I spotted a bug in your "next message number" code

Yes, the code shown in the post can generate two messages with id 1, after 4-billion-something messages:

messageId = ++_nextMessageId;
if (messageId == 0) messageId = 1;

Note that I didn't increment _nextMessageId when I dodged the sentinel (zero). There's also a very small chance that a previous message from 4-billion-ago still hasn't been replied to. Both of these are fixed in the "real" code.


You might be leaking your lease around the TrySetResult

In the original blog code, I had

tcs?.TrySetResult(payload.Lease());

If tcs is not null (via the "Elvis operator"), this allocates a lease and then invokes TrySetResult. However, TrySetResult can return false - meaning: it couldn't do that, because the underlying task was already completed in some other way (perhaps we added timeout code). The only time we should consider that we have successfully transferred ownership of the lease to the task is if it returns true. The real code fixes this, ensuring that it is disposed in all cases except where TrySetResult returns true.


What about incremental frame parsers?

In my discussion of handling the frame, I was using an approach that processed a frame either in it's entirety, or not at all. This is not the only option, and you can consume any amount of the frame that you want, as long as you write code to track the internal state. For example, if you are parsing http, you could parse the http headers into some container as long as you have at least one entire http header name/value pair (without requiring all the headers to start parsing). Similarly, you could consume some of the payload (perhaps writing what you have so far to disk). In both cases, you would simply need to Advance past the bit that you consider consumed, and update your own state object.

So yes, that is absolutely possible - even highly desirable in some cases. In some cases it is highly desirable not to start until you've got everything. Remember that parsing often means taking the data from a streamed representation, and pushing it into a model representation - you might actually need more memory for the model representation (especially if the source data is compressed or simply stored in a dense binary format).

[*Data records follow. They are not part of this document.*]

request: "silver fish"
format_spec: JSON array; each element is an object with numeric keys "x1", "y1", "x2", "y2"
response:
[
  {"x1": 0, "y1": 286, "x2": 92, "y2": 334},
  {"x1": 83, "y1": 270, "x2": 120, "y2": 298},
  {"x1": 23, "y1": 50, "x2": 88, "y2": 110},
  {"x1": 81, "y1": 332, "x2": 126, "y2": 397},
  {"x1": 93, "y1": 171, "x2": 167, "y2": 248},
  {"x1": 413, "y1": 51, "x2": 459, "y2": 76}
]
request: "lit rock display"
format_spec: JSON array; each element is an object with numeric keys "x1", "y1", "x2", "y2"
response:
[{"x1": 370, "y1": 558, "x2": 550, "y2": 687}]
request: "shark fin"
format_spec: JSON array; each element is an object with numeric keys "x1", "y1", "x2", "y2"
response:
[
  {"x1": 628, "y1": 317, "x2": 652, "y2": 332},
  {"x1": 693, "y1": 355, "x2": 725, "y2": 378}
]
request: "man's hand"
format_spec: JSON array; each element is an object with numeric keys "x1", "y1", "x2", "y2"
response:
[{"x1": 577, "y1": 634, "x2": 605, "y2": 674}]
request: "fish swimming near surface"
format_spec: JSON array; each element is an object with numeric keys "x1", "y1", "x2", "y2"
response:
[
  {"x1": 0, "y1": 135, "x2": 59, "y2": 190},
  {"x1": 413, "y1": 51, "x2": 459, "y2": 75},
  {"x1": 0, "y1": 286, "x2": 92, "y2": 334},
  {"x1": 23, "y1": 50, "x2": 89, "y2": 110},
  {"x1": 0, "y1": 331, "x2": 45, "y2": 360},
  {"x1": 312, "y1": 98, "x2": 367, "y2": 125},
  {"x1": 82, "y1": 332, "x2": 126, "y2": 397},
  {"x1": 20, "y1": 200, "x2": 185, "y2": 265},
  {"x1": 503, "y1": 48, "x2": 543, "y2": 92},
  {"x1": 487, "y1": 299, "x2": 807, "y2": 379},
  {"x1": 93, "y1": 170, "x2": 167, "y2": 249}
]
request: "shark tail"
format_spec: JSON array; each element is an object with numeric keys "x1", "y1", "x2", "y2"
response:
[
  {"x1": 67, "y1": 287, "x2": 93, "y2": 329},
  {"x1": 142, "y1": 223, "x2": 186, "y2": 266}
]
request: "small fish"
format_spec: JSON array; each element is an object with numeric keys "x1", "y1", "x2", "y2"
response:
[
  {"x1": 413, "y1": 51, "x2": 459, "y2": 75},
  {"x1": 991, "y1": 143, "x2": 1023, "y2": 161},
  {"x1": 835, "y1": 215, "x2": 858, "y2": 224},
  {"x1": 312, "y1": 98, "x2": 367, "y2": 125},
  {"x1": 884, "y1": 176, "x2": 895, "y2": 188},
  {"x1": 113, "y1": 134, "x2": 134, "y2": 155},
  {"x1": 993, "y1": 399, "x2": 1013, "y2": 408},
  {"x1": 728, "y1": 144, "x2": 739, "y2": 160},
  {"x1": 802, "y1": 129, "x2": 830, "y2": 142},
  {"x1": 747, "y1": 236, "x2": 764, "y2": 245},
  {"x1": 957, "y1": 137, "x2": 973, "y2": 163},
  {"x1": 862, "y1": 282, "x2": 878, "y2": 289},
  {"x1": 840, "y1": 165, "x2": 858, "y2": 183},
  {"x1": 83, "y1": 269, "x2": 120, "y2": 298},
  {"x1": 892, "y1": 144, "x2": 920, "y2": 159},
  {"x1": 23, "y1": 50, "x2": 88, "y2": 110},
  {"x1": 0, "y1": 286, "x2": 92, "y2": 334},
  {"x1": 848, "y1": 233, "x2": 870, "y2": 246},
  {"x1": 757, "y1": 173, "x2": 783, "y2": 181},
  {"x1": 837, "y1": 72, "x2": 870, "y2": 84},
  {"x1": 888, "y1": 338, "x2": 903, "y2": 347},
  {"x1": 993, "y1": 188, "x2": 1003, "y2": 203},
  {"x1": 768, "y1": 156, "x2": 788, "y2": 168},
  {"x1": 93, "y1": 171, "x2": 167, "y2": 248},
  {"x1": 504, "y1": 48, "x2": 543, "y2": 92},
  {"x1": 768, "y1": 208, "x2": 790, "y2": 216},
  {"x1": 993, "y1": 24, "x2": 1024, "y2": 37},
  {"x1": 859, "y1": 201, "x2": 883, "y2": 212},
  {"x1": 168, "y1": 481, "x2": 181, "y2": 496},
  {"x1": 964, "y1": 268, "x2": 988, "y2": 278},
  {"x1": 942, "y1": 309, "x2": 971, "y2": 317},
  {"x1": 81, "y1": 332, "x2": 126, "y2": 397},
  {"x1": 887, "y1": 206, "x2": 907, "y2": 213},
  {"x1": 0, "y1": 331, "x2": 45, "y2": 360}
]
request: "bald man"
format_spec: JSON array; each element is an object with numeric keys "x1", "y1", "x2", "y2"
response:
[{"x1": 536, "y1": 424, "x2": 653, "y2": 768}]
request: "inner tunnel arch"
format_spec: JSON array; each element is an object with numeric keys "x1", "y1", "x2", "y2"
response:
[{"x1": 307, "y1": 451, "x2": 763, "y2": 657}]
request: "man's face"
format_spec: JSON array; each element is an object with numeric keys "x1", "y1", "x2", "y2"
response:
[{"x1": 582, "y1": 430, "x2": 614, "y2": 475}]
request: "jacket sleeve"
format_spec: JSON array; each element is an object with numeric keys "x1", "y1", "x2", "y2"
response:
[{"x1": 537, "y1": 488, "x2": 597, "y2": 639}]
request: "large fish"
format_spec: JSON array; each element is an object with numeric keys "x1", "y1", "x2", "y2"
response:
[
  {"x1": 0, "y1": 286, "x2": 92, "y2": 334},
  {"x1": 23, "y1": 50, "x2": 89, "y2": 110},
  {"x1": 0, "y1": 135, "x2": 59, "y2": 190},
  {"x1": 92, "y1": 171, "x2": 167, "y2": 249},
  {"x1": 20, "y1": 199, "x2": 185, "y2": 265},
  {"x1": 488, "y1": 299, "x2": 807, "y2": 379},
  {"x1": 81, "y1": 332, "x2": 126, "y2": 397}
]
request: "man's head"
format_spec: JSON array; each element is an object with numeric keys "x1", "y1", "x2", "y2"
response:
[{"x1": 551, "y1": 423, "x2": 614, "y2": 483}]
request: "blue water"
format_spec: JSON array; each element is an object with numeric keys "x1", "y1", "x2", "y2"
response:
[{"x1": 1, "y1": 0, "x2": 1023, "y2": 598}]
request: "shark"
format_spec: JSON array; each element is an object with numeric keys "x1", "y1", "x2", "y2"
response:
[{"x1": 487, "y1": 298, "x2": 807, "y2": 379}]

An advantage of incremental parsing is that when the last few bytes dribble in, you might already have done most of the parsing work - allowing you to overlap pre-processing the data with data receive - rather than "buffer, buffer, buffer; right - now start parsing it".

However, in the case I was discussing: the header was 8 bytes, so there's not much point trying to over-optimize; if we don't have an entire header now, we'll mostly likely have a complete header when the next packet arrives, or we'll never have an entire header. Likewise, because we want to hand the entire payload to the consumer as a single chunk, we need all the data. We could actually lease the target array as soon as we know the size, and start copying data into that buffer and releasing the source buffers. We're not actually gaining much by this - we're simply exchanging data in one buffer for the same amount of data in another buffer; but we're actually exposing ourselves to an attack vector: a malicious (or buggy) client can sent a message-header that claims to be sending a large amount of data (maybe 1GiB), then just ... keeps the socket open and doesn't send anything more. In this scenario, the client has sent almost nothing (maybe just 8 bytes!), but they've chewed up a lot of server memory. Now imagine they do this from 10, 100, or 1000 parallel connections - and you can see how they've achieved disproportionate harm to our server, for almost zero cost at the client. There are two pragmatic fixes for this:

  • Put an upper limit on the message size, and put an upper limit on the connections from a single endpoint
  • Make the client pay their dues: if they claim to be sending a large message (which may indeed have legitimate uses): don't lease any expensive resources until they've actually sent that much (which is what the code as-implemented achieves)

Emphasis: your choice of frame parsing strategy is entirely contextual, and you can play with other implementations.


So; that's the amendments. I hope they are useful. A huge "thanks" to the people who are keeping me honest here, including Shane GrĂ¼ling, David Fowler, and Nick Craver.